Cevap: “57- Allâh'ı ve Elçisi’ni incitenler var ya, işte Allâh onlara dünyâda ve âhirette la'net etmiş ve onlar için alçaltıcı bir azap hazırlamıştır. 58- Mü'min erkekleri ve mü'min kadınları yapmadıkları bir şeyle (suçlayıp) incitenler bir iftirâ ve açık bir günâh yüklenmişlerdir.” (Ahzab: 56-57)

Önceki âyette Peygamber(sav)’in, Allah ve melekleri katındaki yüce mevkii belirtildikten sonra bu âyetlerde de Allah'ı ve O'nun Elçisi’ni incitenlerin, dünyâda da, âhirette de Allah'ın lânetine uğrayacakları ve onur kırıcı bir azâba çarpılacakları, mü'min erkek ve kadınları, yapmadıkları şeylerle suçlayarak haksız yere onları incitenlerin büyük bir iftira ve açık bir vebal yüklendikleri ifade ediliyor.
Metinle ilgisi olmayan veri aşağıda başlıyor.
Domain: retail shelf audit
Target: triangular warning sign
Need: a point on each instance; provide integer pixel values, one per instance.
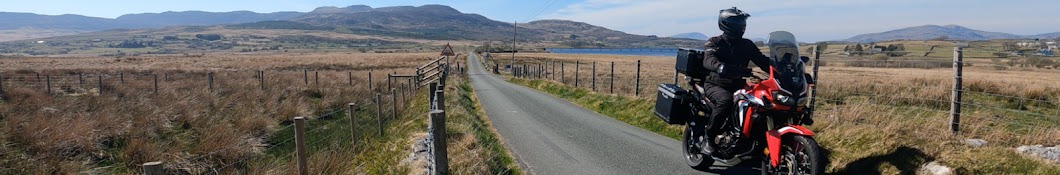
(448, 51)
Bu âyetlerin yukarıda anlatılan Zeynep konusu ile ilgili olduğu anlaşılıyor. Peygamber'in evlenmesini dedikodu etmek suretiyle onu rahatsız edenlerin davranışları kınanmaktadır. Bir rivayete göre birinci âyet, Peygamber'in, Safiyye ile evlenmesini çekiştirenler hakkında inmiştir (İbn Kesîr, Tefsîr: 3/519). İniş nedeni ne olursa olsun birinci âyet, söz ve davranışlarıyla Allah Elçisi’ni incitenler, ikinci âyet de suçsuz insanlara iftirâ edenler hakkındadır.
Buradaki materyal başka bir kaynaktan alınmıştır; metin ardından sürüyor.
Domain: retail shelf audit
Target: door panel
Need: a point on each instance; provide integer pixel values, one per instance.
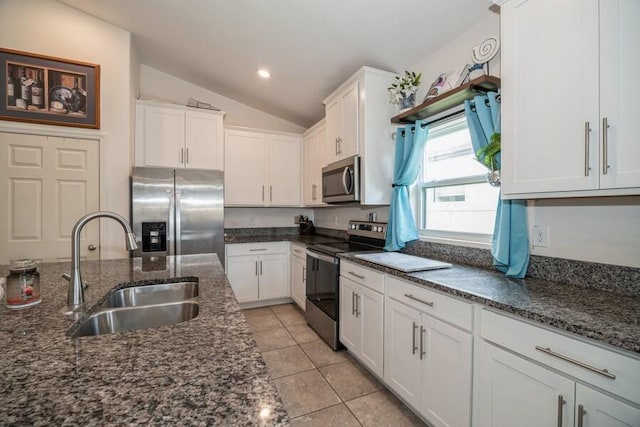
(49, 183)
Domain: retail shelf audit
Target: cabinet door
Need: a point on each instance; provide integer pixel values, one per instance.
(333, 116)
(274, 277)
(298, 272)
(350, 325)
(370, 310)
(204, 141)
(245, 168)
(594, 409)
(549, 96)
(348, 143)
(242, 272)
(516, 392)
(401, 350)
(619, 90)
(284, 171)
(446, 374)
(163, 136)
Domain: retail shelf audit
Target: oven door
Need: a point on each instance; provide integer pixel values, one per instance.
(323, 275)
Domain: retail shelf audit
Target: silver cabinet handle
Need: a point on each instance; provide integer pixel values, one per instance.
(561, 402)
(581, 414)
(550, 352)
(353, 303)
(587, 132)
(605, 146)
(429, 303)
(413, 338)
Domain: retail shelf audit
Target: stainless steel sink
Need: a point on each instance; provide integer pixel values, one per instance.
(137, 296)
(111, 320)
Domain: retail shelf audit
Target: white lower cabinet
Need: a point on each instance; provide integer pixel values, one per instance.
(298, 275)
(532, 376)
(258, 272)
(427, 361)
(362, 315)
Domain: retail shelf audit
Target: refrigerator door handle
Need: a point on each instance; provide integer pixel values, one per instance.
(170, 224)
(178, 223)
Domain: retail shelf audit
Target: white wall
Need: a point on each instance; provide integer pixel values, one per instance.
(67, 33)
(155, 84)
(604, 230)
(263, 217)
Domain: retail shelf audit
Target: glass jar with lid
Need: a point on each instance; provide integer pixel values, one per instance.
(23, 284)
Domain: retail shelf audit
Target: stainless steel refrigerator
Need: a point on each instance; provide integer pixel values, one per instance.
(177, 211)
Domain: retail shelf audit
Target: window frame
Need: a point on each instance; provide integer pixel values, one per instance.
(480, 240)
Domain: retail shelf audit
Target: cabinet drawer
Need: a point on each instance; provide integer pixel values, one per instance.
(447, 308)
(299, 251)
(257, 248)
(370, 278)
(582, 360)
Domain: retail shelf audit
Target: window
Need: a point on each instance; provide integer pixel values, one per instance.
(455, 200)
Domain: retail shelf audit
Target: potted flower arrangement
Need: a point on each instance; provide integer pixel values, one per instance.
(403, 90)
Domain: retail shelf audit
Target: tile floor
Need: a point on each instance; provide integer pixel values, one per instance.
(320, 387)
Âyetler, yukarıdaki konunun devamıdır. Peygamber(sav)’in evlenmesini dedikodu yapan, Peygamber'e yakın mü'minler aleyhinde yakışıksız sözler söyleyip yaymak suretiyle ortalığı karıştırmağa çalışan münâfık, hasta yürekli insanların davranışını sergilemektedir.
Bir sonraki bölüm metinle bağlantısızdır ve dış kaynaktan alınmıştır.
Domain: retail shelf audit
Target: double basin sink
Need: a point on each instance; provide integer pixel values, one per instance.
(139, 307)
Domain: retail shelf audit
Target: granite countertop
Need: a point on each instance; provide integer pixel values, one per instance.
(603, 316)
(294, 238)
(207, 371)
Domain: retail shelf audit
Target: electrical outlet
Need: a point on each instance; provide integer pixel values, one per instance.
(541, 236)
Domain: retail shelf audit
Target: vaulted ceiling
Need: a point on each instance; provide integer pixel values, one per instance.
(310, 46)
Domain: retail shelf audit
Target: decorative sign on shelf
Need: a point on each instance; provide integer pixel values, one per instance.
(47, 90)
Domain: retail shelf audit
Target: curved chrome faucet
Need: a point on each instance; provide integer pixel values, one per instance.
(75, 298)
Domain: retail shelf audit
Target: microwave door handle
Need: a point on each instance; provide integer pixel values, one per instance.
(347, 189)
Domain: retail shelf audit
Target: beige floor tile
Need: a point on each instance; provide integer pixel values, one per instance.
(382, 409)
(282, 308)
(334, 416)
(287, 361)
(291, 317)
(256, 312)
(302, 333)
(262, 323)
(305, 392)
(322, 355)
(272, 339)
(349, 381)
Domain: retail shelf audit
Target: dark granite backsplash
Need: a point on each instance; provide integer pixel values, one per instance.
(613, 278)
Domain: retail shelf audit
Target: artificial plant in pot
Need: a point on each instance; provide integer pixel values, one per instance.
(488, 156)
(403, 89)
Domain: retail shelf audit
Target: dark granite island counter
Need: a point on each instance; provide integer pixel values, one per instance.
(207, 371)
Allah'ın Elçisi’ni incitmek, Allah'ı incitmek demektir. Yüce Allah, Peygamber'in kendisine yakınlığını belirtmek için kendisini de onunla beraber saymış: “Allah’ı ve Elçisi’ni incitenler” buyurmuştur. Bir kudsî hadîste yüce Allah: "Kim benim bir velîme (dostuma) düşmanlık ederse ben ona savaş açarım. Kulum bana en çok, kendisine farz kıldığım ibâdetlerle yaklaşır. Nâfilelerle de bana yaklaşmağa devam eder. Nihayet o derece bana yaklaşır ki ben onu severim. Ben de onu seversem onun işiten kulağı, gören gözü, tutan eli, yürüyen ayağı olurum. Benden isterse veririm, bana sığınırsa onu korurum. En fazla tereddüd ettiğim şey, ölümden korkan mü'minin canını almaktır. Çünkü ben onun üzülmesini istemem" (Buhârî, Edeb: 53; İbn Kesîr, Tefsîr: 3/522). Başka bir kudsî hadis de şöyledir: "Âdem oğlu dehre (feleğe) sövmekle beni incitir. Felek benim. Gece ve gündüzü ben kendi elimle döndürürüm''(5/278).